Solution Approach 2:
The ARB triplet structure serves multiple functions simultaneously: it represents entities, relationships, and attributes in a unified format; it enables both storage and retrieval operations; and it supports various query patterns without requiring different data structures. This multi-functionality reduces the overhead of maintaining multiple specialized structures and improves overall processing efficiency.
3Quantity of substance
If more data is stored per unit of space, then storage efficiency improves, but data processing and manipulation become more complex
Solution Approach 1:
The patent segments data into discrete ARB triplets, each representing a complete semantic relationship. This segmentation allows the system to store高密度 information while maintaining simple, modular processing.
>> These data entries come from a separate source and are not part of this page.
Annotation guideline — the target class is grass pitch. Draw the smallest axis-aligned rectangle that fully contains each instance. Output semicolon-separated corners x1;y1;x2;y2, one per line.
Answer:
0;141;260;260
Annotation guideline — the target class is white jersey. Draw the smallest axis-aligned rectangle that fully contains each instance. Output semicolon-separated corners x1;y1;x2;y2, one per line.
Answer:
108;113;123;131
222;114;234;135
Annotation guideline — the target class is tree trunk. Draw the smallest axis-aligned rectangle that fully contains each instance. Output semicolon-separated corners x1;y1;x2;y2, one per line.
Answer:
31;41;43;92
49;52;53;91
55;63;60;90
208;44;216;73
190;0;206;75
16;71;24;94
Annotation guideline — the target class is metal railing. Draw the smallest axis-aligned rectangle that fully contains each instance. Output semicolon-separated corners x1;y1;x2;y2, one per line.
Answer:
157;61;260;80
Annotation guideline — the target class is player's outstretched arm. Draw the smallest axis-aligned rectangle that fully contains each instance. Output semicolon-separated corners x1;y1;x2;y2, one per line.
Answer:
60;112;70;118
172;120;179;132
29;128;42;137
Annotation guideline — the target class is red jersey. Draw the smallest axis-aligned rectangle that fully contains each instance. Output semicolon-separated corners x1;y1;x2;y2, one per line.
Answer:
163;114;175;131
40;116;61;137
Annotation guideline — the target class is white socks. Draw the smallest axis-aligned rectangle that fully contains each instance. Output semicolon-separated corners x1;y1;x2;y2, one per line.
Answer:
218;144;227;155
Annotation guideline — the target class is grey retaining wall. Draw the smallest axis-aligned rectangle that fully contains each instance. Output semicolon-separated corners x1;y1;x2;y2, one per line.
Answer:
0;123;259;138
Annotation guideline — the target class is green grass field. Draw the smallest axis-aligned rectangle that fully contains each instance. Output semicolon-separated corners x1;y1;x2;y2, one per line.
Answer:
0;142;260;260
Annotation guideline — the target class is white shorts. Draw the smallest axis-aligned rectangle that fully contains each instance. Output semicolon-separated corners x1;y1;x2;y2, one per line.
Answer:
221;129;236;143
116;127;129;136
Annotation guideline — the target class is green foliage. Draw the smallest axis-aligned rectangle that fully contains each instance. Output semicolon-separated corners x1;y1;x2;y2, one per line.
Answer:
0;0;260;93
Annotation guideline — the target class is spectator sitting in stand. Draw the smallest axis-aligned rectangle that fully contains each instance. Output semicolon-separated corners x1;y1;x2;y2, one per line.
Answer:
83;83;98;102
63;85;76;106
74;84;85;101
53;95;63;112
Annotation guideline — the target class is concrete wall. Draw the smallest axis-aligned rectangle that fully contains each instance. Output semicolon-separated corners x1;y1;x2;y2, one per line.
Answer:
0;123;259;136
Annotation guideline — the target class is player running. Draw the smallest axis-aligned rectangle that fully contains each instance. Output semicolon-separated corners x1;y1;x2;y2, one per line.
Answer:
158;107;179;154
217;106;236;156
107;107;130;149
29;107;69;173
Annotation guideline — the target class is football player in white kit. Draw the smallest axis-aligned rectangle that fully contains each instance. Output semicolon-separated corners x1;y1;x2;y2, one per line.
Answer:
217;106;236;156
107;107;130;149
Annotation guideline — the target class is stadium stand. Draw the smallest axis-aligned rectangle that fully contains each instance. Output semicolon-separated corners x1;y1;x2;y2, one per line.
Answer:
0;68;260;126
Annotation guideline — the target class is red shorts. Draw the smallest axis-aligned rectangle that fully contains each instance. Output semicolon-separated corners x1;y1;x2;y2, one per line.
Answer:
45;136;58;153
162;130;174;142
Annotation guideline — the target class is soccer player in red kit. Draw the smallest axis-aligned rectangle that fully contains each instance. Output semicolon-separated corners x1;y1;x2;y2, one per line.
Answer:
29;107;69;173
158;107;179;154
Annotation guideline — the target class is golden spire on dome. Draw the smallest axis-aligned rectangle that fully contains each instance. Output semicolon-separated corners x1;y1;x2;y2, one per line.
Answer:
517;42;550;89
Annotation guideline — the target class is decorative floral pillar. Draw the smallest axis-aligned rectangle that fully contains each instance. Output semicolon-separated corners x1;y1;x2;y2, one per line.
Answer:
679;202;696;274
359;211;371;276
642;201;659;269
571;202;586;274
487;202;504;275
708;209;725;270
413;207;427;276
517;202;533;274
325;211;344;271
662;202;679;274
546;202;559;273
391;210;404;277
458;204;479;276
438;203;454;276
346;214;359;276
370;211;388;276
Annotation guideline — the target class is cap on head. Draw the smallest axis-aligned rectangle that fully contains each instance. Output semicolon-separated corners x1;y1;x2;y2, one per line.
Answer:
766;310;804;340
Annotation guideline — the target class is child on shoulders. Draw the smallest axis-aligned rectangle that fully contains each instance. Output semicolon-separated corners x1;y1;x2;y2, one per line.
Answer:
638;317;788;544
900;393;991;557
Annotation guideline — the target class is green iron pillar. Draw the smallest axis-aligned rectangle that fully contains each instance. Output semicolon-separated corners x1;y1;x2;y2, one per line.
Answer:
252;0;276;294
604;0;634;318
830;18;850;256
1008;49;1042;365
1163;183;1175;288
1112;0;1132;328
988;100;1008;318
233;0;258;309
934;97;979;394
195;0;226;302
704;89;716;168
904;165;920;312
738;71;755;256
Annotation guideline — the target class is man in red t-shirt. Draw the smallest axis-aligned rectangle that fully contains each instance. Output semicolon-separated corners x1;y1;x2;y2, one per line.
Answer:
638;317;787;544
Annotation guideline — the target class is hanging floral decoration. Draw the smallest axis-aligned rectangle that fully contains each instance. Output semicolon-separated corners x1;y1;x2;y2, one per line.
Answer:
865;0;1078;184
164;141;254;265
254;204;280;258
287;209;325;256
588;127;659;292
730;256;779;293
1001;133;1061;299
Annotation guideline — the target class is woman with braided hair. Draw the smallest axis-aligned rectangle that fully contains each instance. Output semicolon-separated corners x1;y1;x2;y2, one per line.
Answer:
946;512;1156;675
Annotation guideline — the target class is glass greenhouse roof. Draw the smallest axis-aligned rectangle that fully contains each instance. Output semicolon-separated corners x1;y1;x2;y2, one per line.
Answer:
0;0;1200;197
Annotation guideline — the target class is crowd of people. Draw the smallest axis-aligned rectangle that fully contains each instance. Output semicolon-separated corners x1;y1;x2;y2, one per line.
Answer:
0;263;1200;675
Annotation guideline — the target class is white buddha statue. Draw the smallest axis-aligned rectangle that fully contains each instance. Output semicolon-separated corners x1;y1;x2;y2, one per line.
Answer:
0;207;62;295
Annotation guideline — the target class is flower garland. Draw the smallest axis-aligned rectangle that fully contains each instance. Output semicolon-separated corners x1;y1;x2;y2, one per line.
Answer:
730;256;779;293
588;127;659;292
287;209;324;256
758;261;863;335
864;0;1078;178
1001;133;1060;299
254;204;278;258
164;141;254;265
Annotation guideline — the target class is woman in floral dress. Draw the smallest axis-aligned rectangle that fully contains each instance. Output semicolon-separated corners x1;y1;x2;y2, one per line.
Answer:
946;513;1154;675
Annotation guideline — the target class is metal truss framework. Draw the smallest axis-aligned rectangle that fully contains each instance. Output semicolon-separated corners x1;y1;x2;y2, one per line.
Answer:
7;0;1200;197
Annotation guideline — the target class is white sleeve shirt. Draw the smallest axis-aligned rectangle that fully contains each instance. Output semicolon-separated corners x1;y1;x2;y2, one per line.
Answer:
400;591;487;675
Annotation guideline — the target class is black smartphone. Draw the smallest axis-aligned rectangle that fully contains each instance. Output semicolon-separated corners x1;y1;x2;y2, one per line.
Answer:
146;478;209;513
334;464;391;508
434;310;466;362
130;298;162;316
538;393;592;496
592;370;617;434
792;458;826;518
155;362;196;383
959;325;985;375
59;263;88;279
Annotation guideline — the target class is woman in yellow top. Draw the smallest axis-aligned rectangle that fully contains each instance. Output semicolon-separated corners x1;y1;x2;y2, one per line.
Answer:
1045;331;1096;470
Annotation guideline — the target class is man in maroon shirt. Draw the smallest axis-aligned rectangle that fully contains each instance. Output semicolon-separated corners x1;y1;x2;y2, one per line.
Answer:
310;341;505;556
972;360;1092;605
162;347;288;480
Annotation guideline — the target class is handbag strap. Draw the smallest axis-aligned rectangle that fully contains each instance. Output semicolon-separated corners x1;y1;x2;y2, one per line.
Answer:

Each triplet is an independent unit that can be processed individually, reducing the complexity of handling large datasets compared to traditional row-based or graph-based structures that require coordinated processing of multiple interconnected elements.
Data Source
AI summary
An optimal method of storing, computing, and communicating knowledge is disclosed herein. The method of organizing computer information which allows for more flexible retrieval and manipulation using an ARB paradigm. This paradigm combines and extends elements of a graph database, row-column database, query language, declarative logic language, and functional programming language.